7. Cross-reference CPB 0002 for patients on long-term oxygen therapy.
Home pulse oximetry used to re-assess the need for long-term oxygen falls under CPB 0002, not CPB 0339. If your patient is on established home O2 and you're billing 94762 for that purpose, the wrong policy governs reimbursement. Misrouting this creates a denial pattern that's hard to unwind.
If your Aetna volume is significant and you're not sure how your current claim mix maps to these criteria, talk to your compliance officer or billing consultant before the September 26 effective date.

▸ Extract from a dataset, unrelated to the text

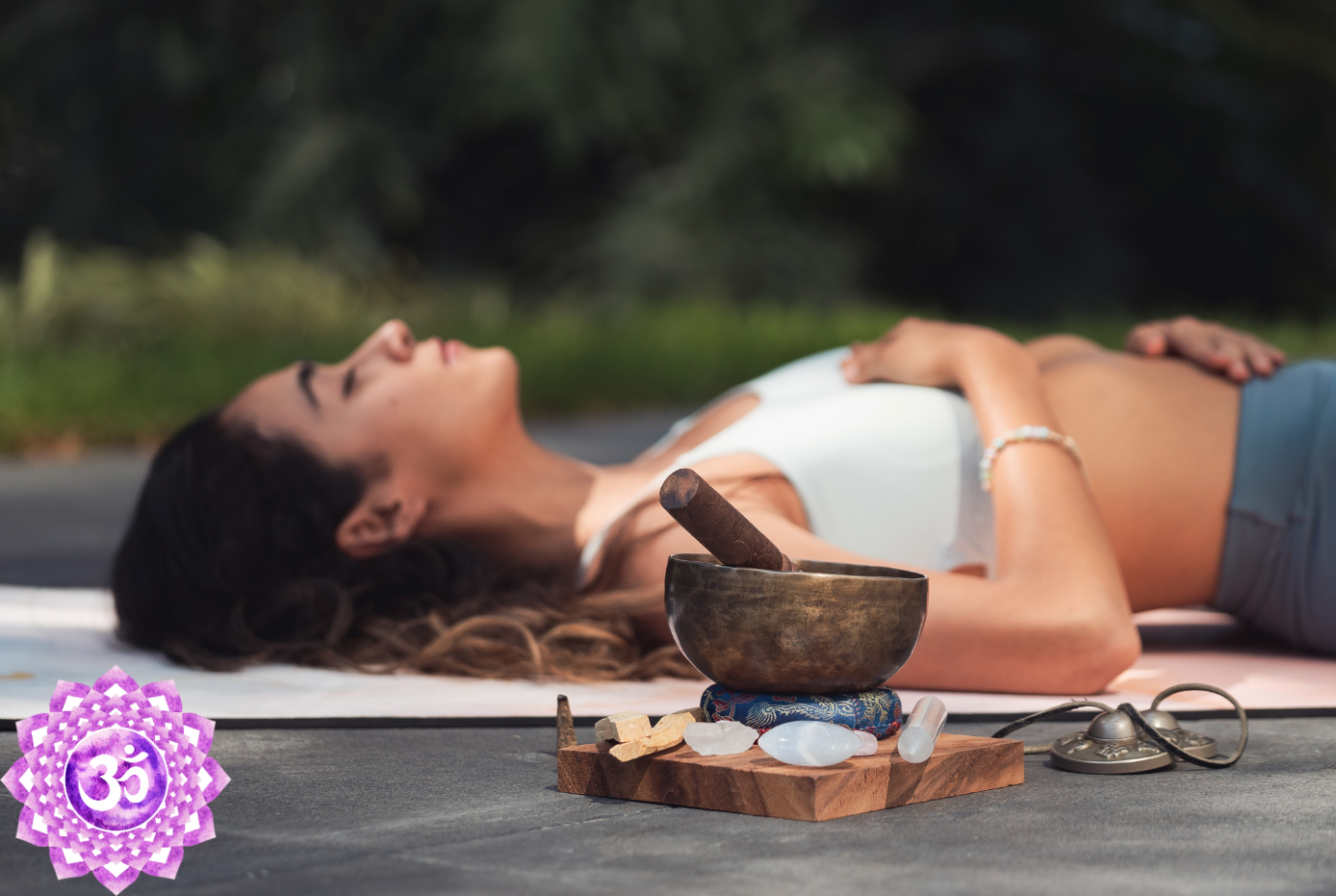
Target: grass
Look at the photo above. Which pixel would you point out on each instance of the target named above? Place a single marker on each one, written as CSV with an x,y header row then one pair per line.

| Previous Version | Current Version |
|---|---|
| Coverage is considered experimental and investigational for all indications | Coverage is considered medically necessary when specific criteria are met |
| Prior authorization is not required | Prior authorization is required for initial treatment |
| Documentation must include clinical history | Documentation must include clinical history |
| Re-review every 24 months | Re-review every 12 months with updated clinical documentation |
CPT, HCPCS, and ICD-10 Codes for Home Pulse Oximetry and Capnography Under CPB 0339
Covered CPT Codes (When Selection Criteria Are Met)
| Code | Type | Description |
|---|---|---|
| 94760 | CPT | Noninvasive ear or pulse oximetry for oxygen saturation; single determination |
| 94761 | CPT | Noninvasive ear or pulse oximetry; multiple determinations (e.g., during exercise) |
| 94762 | CPT | Noninvasive ear or pulse oximetry; by continuous overnight monitoring (separate procedure) |
Not Covered CPT Codes
| Code | Type | Description | Reason |
|---|---|---|---|
| 0893T | CPT | Noninvasive assessment of blood oxygenation, gas exchange efficiency, and cardiorespiratory status | Not covered for any indication listed in CPB 0339 |
Covered HCPCS Codes (When Selection Criteria Are Met)
| Code | Type | Description |
|---|---|---|
| E0445 | HCPCS | Oximeter device for measuring blood oxygen levels non-invasively |
| A4606 | HCPCS | Oxygen probe for use with oximeter device, replacement |
Key ICD-10-CM Diagnosis Codes
This is a representative list of qualifying diagnoses from CPB 0339. The full policy includes 188 ICD-10-CM codes — verify your specific diagnosis against the complete list at the source policy.
| Code | Description |
|---|---|
| D75.1 | Secondary polycythemia |
| E84.0–E84.9 | Cystic fibrosis (multiple manifestation codes) |
| F51.8 | Other sleep disorders not due to a substance or known physiological condition |
| G47.00–G47.20, G47.30–G47.39, G47.61–G47.69, G47.8–G47.9 | Sleep disorders |
| G47.35 | Congenital central alveolar hypoventilation syndrome (required for covered capnography) |
| G70.9 | Myoneural disorder, unspecified (neuromuscular disease) |
| I20.1–I20.5 | Angina pectoris |
For the complete ICD-10-CM list, review the full CPB 0339 policy directly at the Aetna clinical policy source.